The families in the region had previously enjoyed limited external competition and protected markets, which helped them in building large and diversified companies operating in multiple sectors. Despite the large size of the companies, decisions were still made by the founders in a centralised manner. As families grow and new members join the business, different rules need to be applied to mitigate the risks arising from the complexity of making collective decisions and managing family dynamics.
Tradition has influenced succession decisions. It is a common practice for the eldest son to get the top job and other family members are appointed to run subsidiaries. In many cases the eldest son wasn’t necessarily the most suitable person to run the business. Some businesses that followed this traditional approach struggled to grow and manage the family’s relationships. Families now ensure that the leadership positions are earned by the most competent person who can add value to the business as well as the family.
Many family groups had no holding company structures.
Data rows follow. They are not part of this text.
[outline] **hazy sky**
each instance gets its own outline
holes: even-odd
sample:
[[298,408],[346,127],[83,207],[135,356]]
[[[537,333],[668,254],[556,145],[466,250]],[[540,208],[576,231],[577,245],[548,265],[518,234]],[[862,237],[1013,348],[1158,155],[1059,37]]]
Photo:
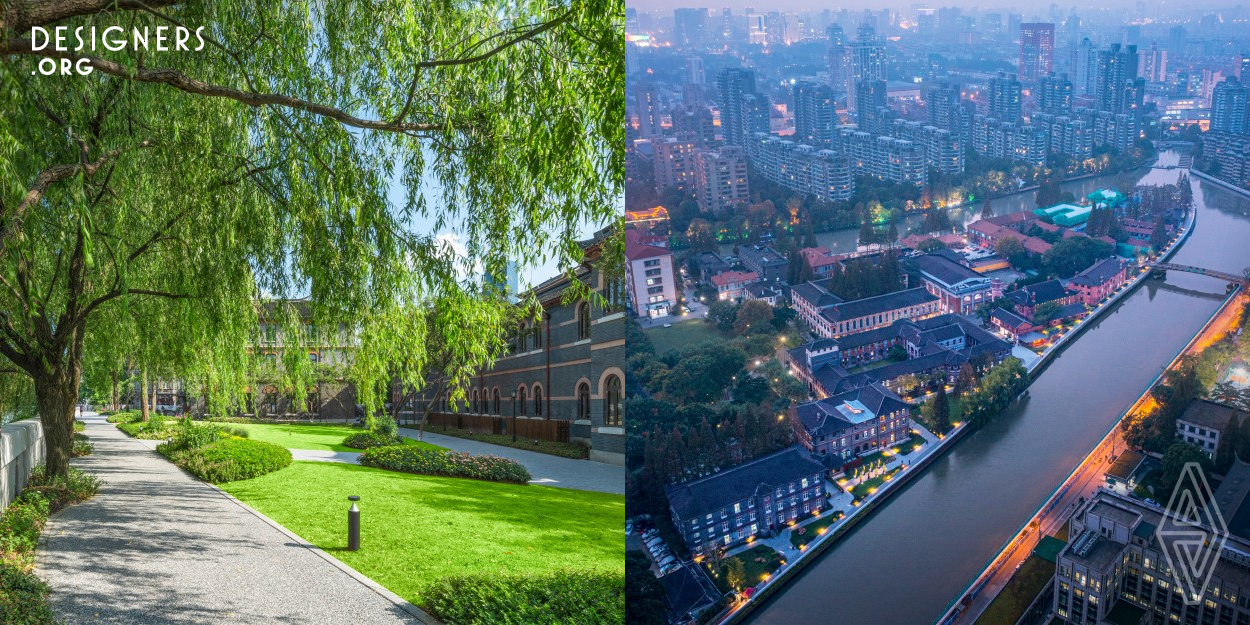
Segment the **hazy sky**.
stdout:
[[[640,11],[654,11],[654,12],[668,12],[672,15],[672,9],[678,6],[692,6],[692,8],[715,8],[720,9],[728,6],[735,12],[745,10],[748,6],[752,6],[759,11],[810,11],[810,10],[822,10],[832,9],[841,10],[849,9],[852,11],[862,11],[864,9],[894,9],[902,12],[910,12],[916,8],[940,8],[940,6],[959,6],[965,10],[1012,10],[1020,14],[1046,14],[1050,9],[1049,1],[1034,0],[992,0],[988,2],[979,1],[959,1],[959,0],[935,0],[931,2],[875,2],[871,0],[840,0],[838,2],[828,2],[821,0],[780,0],[780,1],[751,1],[751,0],[678,0],[672,2],[670,0],[625,0],[625,6],[638,9]],[[1136,0],[1094,0],[1088,4],[1074,4],[1071,1],[1059,1],[1055,2],[1062,9],[1064,15],[1076,6],[1078,14],[1086,10],[1098,9],[1116,9],[1116,10],[1130,10],[1135,11],[1138,6]],[[1155,15],[1166,15],[1175,12],[1176,15],[1192,14],[1195,10],[1211,10],[1215,8],[1230,6],[1226,0],[1216,1],[1168,1],[1168,0],[1145,0],[1145,6],[1148,12]],[[1128,15],[1126,15],[1128,18]],[[1194,19],[1198,15],[1192,15]]]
Instead, they were structured as a collection of companies resulting in a complex decision-making process and inefficient management as well as continuity problems. As more and more families adopt holding company structures, they try to implement better governance practices. In addition, next generation family members, who are often western educated and exposed to different ways of doing business, had high expectations and demanded better structures.
I see more family businesses starting to draft their family constitutions/charters and develop governance bodies to help in the process. Typically, they develop rules on how to make decisions at different levels in the organisation and within the family, e.g., entry and progression of family members in the family business, how to deal with conflict, what are the family’s philosophy and values, how to manage personal wealth by creating a family office, and how to structure charitable giving.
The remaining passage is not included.